Münster diventa un regno dell’Antico Testamento: si cambiano i nomi alle strade e ai borghi e pure alle persone in senso biblico, si abolisce la proprietà privata perché i primi cristiani mettevano tutto in comune, si frustano gli oziosi, si vieta ogni “lusso” arrivando a stabilire il numero massimo dei bottoni sui vestiti. Matthys, ex fornaio di Haarlem, si era portato dietro l’amante, una ragazzina che aveva praticamente rapito. Cadde mentre incitava i suoi a resistere all’assedio che il vescovo Franz von Waldeck aveva stretto attorno alla città con truppe cattoliche e protestanti (anche i protestanti avevano cominciato a preoccuparsi).

«Libero esame»? Dopo il fornaio, il sarto: Jan Bockelson di Leyda, successore di Matthys. Per prima cosa si incoronò re di Münster, introdusse la poligamia (sempre biblica) e obbligò tutti a sposarsi, monache, preti e frati. Anche chi aveva il coniuge fuori città per lavoro doveva risposarsi. Il «re» si prese sedici mogli, ognuna scelta in base a «rivelazioni». Tutte le torri furono abbattute, perché «ciò che è in alto sia abbassato», tutti i capolavori artistici vennero distrutti, compreso l’orologio della cattedrale. Squadre di moralizzatori entravano nelle case per controllare che i precetti biblici fossero seguiti a puntino.

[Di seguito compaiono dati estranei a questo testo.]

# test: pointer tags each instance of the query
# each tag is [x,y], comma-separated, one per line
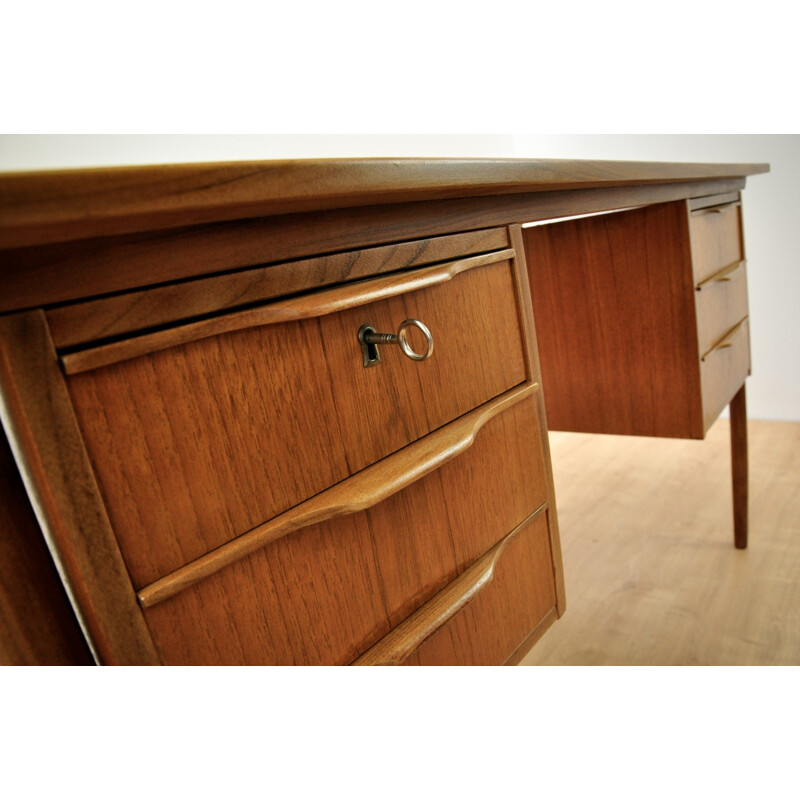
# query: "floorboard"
[651,572]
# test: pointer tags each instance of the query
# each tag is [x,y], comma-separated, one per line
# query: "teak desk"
[293,412]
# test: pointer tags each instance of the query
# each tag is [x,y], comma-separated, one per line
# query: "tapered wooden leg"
[739,467]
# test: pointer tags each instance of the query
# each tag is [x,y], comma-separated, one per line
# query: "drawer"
[328,591]
[500,606]
[723,370]
[716,239]
[201,432]
[721,304]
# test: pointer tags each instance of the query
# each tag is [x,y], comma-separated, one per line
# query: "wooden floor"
[652,576]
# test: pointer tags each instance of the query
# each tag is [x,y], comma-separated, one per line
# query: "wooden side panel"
[200,443]
[125,313]
[716,239]
[502,616]
[67,271]
[328,592]
[613,300]
[37,624]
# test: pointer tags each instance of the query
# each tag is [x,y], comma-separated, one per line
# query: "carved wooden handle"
[362,490]
[722,276]
[394,648]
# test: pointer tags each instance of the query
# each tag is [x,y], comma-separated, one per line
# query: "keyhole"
[369,351]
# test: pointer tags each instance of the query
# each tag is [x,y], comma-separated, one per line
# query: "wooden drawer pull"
[361,491]
[723,276]
[370,339]
[725,341]
[310,306]
[394,648]
[715,209]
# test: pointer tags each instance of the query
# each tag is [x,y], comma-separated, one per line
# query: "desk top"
[56,206]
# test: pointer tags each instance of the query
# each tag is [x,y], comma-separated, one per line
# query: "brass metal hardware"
[369,339]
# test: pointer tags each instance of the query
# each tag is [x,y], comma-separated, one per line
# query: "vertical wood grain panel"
[716,237]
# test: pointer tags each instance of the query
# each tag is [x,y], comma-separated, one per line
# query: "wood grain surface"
[37,624]
[47,274]
[721,302]
[716,237]
[356,493]
[197,444]
[724,370]
[613,300]
[740,466]
[44,436]
[394,648]
[70,204]
[535,374]
[328,592]
[291,309]
[78,323]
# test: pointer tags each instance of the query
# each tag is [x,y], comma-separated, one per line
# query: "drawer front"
[518,595]
[724,370]
[326,593]
[199,442]
[716,238]
[721,304]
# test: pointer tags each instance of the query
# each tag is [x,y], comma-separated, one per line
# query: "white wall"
[771,202]
[53,152]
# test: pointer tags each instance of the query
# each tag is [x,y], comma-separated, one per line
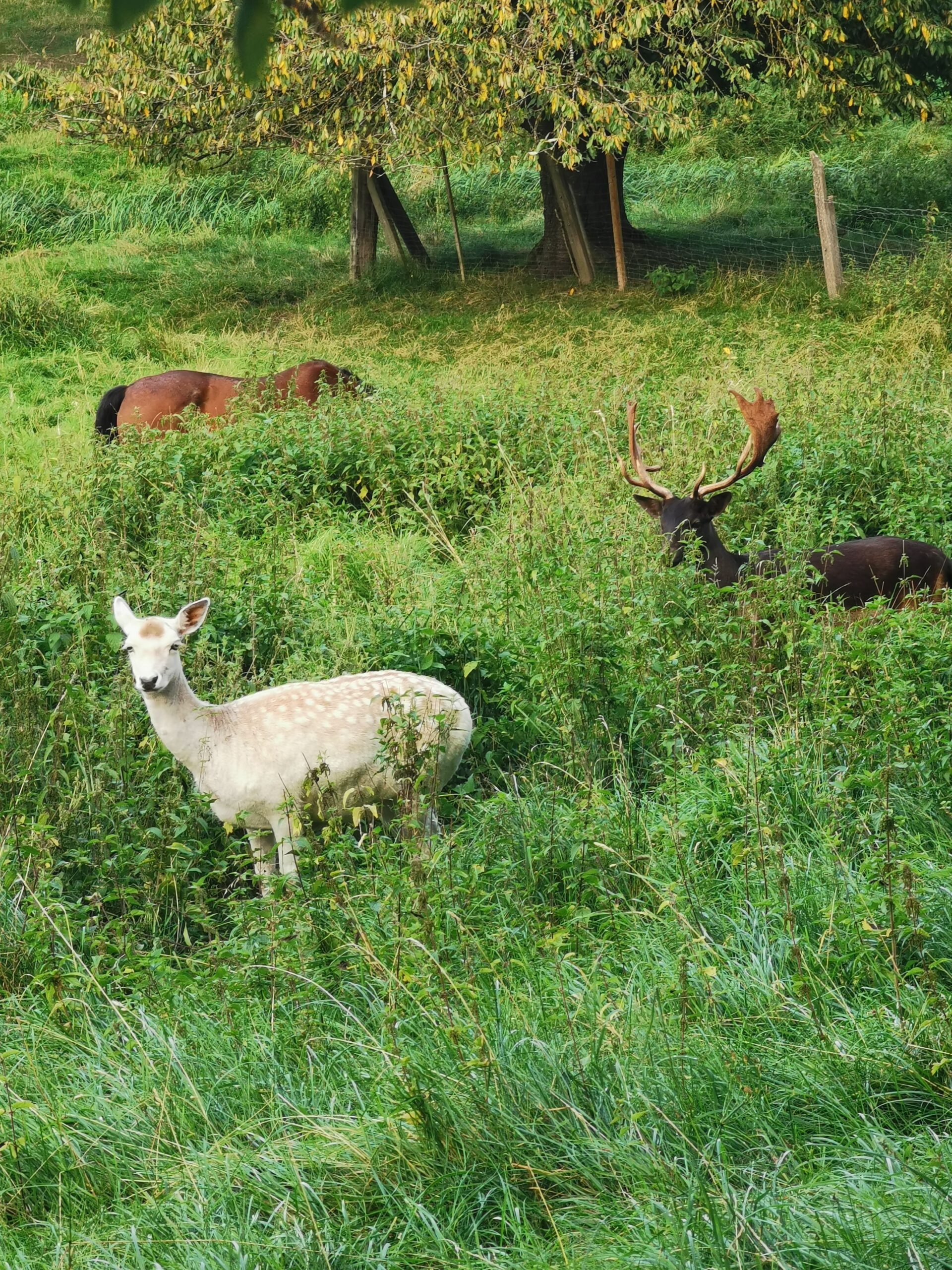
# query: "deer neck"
[720,564]
[180,720]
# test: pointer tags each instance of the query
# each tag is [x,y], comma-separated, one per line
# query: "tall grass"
[673,988]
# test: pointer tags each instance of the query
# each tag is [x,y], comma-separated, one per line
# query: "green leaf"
[123,13]
[253,35]
[351,5]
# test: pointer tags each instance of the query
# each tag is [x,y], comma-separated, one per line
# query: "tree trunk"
[590,182]
[363,223]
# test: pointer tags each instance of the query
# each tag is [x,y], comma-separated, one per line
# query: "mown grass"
[673,988]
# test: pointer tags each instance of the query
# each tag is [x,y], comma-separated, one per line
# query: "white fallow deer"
[301,747]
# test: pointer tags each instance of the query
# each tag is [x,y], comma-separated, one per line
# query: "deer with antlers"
[852,573]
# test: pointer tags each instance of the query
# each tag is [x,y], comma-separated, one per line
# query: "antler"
[761,417]
[644,480]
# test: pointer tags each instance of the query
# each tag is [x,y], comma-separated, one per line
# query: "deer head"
[678,517]
[153,643]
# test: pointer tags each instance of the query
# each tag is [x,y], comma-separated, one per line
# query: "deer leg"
[285,840]
[264,856]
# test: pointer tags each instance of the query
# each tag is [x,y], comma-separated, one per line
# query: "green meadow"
[673,988]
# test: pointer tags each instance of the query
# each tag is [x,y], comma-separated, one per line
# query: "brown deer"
[852,573]
[157,402]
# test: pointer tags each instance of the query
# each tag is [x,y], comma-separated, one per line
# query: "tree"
[508,78]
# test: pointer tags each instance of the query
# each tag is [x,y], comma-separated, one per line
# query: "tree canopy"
[489,78]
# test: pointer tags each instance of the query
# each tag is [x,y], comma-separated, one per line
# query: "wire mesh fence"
[500,221]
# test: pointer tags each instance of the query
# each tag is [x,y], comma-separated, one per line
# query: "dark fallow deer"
[852,573]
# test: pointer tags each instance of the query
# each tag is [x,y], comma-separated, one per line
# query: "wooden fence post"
[363,223]
[452,212]
[575,237]
[827,225]
[384,216]
[615,198]
[399,216]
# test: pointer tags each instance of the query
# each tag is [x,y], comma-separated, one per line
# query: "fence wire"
[676,230]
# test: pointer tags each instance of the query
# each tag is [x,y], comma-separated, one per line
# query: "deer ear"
[192,616]
[125,619]
[653,506]
[719,504]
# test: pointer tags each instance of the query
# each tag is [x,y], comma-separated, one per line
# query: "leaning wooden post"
[363,221]
[400,218]
[827,225]
[575,237]
[452,212]
[616,201]
[385,219]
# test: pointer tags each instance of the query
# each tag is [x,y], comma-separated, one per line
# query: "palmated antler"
[638,463]
[761,417]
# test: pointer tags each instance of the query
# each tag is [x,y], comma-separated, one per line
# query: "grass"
[41,31]
[673,988]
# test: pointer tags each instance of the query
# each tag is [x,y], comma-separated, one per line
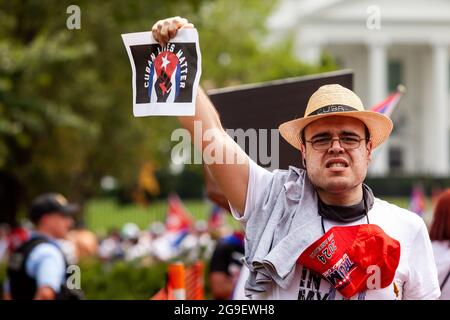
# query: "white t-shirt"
[416,275]
[441,251]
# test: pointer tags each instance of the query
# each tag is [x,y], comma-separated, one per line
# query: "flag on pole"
[417,200]
[388,105]
[178,218]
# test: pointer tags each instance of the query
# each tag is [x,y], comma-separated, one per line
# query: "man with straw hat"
[318,233]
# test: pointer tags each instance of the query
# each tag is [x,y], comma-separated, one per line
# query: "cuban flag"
[388,105]
[166,74]
[178,218]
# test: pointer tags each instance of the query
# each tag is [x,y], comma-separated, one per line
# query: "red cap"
[346,257]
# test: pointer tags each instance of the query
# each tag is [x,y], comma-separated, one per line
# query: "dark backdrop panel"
[267,105]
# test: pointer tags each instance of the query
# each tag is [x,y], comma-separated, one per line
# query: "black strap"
[445,280]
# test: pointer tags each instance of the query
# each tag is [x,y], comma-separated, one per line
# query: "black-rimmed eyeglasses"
[325,143]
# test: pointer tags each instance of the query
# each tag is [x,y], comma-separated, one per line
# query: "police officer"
[37,269]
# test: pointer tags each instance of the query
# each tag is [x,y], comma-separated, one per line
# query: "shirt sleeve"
[46,264]
[422,283]
[258,181]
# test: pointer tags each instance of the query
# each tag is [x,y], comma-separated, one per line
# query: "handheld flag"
[388,105]
[417,201]
[178,218]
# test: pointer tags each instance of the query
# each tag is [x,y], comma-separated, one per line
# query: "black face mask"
[348,213]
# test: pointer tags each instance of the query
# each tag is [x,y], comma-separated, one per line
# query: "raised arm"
[230,169]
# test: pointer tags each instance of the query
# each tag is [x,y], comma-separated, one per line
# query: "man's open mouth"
[337,163]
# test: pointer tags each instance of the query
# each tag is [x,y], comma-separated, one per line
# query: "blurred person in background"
[135,244]
[440,241]
[4,232]
[37,268]
[110,248]
[225,265]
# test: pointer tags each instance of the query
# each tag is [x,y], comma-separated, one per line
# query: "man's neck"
[347,198]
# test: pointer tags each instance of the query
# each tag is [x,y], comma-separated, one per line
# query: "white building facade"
[386,43]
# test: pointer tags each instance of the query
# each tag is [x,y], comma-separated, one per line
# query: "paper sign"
[164,80]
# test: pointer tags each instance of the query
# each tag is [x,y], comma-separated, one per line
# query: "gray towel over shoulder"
[282,225]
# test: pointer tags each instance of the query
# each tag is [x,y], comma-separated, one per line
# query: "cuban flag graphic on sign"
[165,79]
[166,74]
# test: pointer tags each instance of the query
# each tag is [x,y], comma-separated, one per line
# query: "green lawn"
[104,214]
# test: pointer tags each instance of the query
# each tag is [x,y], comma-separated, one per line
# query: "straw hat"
[335,100]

Per chi sgarrava, il codice penale prevedeva una sola pena: la morte. Un bambino venne decapitato perché aveva dato uno schiaffo a sua madre. A un disgraziato che aveva commesso una trasgressione che lo stesso Bockelson giudicò futile fu tagliata solo mezza testa. E così via, in un crescendo di orrori che raggiunse il parossismo quando l’assedio mise la città alla fame. Si giunse all’infanticidio a scopo alimentare. Il primo esperimento di rivoluzione in un luogo circoscritto durò un anno e mezzo, poi gli assedianti ebbero la meglio e il Re degli Anabattisti fu giustiziato. Ma era solo l’inizio, per questo Reck-Malleczwen l’aveva preso a esempio.

Non a caso Marx e Lenin studiavano con passione le opere degli utopisti precedenti. Karl Kautsky ebbe a dire: «Ci sono cari tutti, dagli anabattisti ai comunardi pa­rigini». Quest’ultimo stimava in particolare Utopia di san Thomas More, non sapendo che questo, quand’era cancelliere d’Inghilterra, aveva firmato il decreto De heretico comburendo in base al quale sei anabattisti (di cui aveva capito la pericolosità) erano finiti al rogo. Morale: la Rivoluzione prima cambia tutto, poi distrugge tutto e alla fine divora se stessa. Mendax et homicida ab initio.